Mechanisms of Neural Control
In mice it is likely that activation of islet sympathetic nerves inhibits insulin secretion by releasing norepinephrine directly onto the islet beta cell. In contrast, the authors suggest two indirect mechanisms for this inhibition of insulin in humans: (1) a decrease of islet blood flow or (2) a spillover of norepinephrine into the arteriole that perfuses the islet. Although a decrease of islet blood flow could explain a decrease of insulin secretion, it cannot easily explain a simultaneous increase of glucagon secretion, like that seen in animals. Regarding the norepinephrine spillover mechanism, there is precedent in another organ under sympathetic control, the liver. Low frequencies of sympathetic nerve stimulation, which are insufficient to increase hepatic norepinephrine spillover, do not increase hepatic glucose production. They do decrease hepatic arterial blood flow, suggesting that the norepinephrine is released at the arteriole. In contrast, frequencies of nerve stimulation high enough to increase norepinephrine spillover do stimulate hepatic glucose production (Mundinger et al., 1997). These data suggest that sympathetic nerves can influence downstream targets by releasing their neurotransmitters into the perfusing arteriole.
In contrast, it is unlikely that acetylcholine spillover mediates the effect of parasympathetic activation to stimulate insulin secretion in humans because of their rapid degradation by acetycholinesterases. However, vagal-mediated release of gastrointestinal hormones could stimulate insulin release indirectly.

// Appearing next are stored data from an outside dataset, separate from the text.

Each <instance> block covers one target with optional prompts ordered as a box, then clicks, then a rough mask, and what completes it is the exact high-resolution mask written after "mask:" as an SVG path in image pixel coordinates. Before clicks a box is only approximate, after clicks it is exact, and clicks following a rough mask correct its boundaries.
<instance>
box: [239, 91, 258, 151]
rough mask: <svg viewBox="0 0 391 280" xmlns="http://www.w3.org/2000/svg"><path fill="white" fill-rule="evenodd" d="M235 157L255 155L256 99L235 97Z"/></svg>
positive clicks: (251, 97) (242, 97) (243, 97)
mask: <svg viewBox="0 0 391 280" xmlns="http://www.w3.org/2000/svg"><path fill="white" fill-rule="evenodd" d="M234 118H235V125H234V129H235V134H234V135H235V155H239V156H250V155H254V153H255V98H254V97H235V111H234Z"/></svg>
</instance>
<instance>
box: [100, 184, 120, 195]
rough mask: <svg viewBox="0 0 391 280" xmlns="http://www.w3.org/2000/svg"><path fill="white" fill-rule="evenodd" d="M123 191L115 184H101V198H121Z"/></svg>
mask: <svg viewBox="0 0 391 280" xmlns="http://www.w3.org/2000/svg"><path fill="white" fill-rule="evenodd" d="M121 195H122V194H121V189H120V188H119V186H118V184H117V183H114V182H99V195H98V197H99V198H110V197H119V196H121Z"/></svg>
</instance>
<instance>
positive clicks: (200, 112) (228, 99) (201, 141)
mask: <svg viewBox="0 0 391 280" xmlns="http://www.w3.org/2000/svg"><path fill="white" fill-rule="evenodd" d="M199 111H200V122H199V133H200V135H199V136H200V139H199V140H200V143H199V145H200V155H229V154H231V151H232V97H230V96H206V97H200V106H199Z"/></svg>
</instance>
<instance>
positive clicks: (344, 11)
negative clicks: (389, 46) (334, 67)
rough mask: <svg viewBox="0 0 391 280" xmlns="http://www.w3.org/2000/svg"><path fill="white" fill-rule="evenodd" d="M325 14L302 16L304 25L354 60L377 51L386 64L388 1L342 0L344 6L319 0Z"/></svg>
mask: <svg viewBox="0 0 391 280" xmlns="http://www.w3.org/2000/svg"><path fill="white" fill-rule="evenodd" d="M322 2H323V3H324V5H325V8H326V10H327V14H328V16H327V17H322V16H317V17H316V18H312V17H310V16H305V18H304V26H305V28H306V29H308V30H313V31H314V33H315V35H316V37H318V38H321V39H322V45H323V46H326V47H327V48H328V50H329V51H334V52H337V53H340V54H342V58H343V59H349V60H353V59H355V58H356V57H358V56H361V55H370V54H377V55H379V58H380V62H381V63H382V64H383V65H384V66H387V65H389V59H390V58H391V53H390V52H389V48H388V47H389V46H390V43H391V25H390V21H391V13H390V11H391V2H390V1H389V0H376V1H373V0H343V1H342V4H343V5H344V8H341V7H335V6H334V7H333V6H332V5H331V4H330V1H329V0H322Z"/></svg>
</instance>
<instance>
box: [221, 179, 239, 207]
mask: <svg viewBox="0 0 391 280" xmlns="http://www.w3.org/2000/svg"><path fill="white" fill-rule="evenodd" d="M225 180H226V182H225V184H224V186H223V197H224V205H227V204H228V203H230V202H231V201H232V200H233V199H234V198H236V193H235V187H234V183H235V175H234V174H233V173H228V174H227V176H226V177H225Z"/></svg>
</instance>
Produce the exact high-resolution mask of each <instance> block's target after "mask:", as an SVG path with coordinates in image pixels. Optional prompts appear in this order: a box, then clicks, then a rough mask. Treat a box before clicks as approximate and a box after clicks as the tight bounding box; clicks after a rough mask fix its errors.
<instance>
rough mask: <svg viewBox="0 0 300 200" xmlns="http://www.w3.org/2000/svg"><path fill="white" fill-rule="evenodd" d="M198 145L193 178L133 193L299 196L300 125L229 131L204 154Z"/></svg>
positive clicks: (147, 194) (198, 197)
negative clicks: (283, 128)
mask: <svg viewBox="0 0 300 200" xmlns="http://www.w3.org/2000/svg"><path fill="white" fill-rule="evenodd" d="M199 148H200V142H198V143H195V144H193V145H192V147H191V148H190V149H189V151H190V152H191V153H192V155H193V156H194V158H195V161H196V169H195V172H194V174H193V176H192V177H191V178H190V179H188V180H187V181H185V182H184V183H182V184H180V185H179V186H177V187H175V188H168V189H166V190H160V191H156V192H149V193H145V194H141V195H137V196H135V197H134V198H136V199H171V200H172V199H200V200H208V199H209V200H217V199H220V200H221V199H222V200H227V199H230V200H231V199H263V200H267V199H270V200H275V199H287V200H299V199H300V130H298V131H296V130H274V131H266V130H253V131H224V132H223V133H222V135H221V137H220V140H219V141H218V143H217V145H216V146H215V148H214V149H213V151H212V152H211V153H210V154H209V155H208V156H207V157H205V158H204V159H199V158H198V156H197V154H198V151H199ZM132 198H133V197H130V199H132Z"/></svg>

Implications and Future Studies
The discovery and elucidation of these indirect mechanisms of neural control of the human islet will yield new insight into modulation of alpha and beta cell function, with the potential to influence future diabetic therapeutics. For example, understanding how autonomic activation mediates the glucagon response to hypoglycemia in humans may provide a way to correct the impaired response seen in type 1 diabetes. Treatment-induced hypoglycemia, which is a major barrier to patient compliance with intensive insulin therapy, may thus be avoided. Likewise, understanding how activation of the parasympathetic nervous system helps mediate early insulin responses to feeding in humans may provide a way to augment these responses and thereby avoid the glucose intolerance which precedes type 2 diabetes. Thus, the elegant studies of Rodriguez-Diaz et al. are not only a major advance for the academic field of neural control of the islet, but also raise heretofore unrecognized questions whose answers may impact the treatment of diabetes.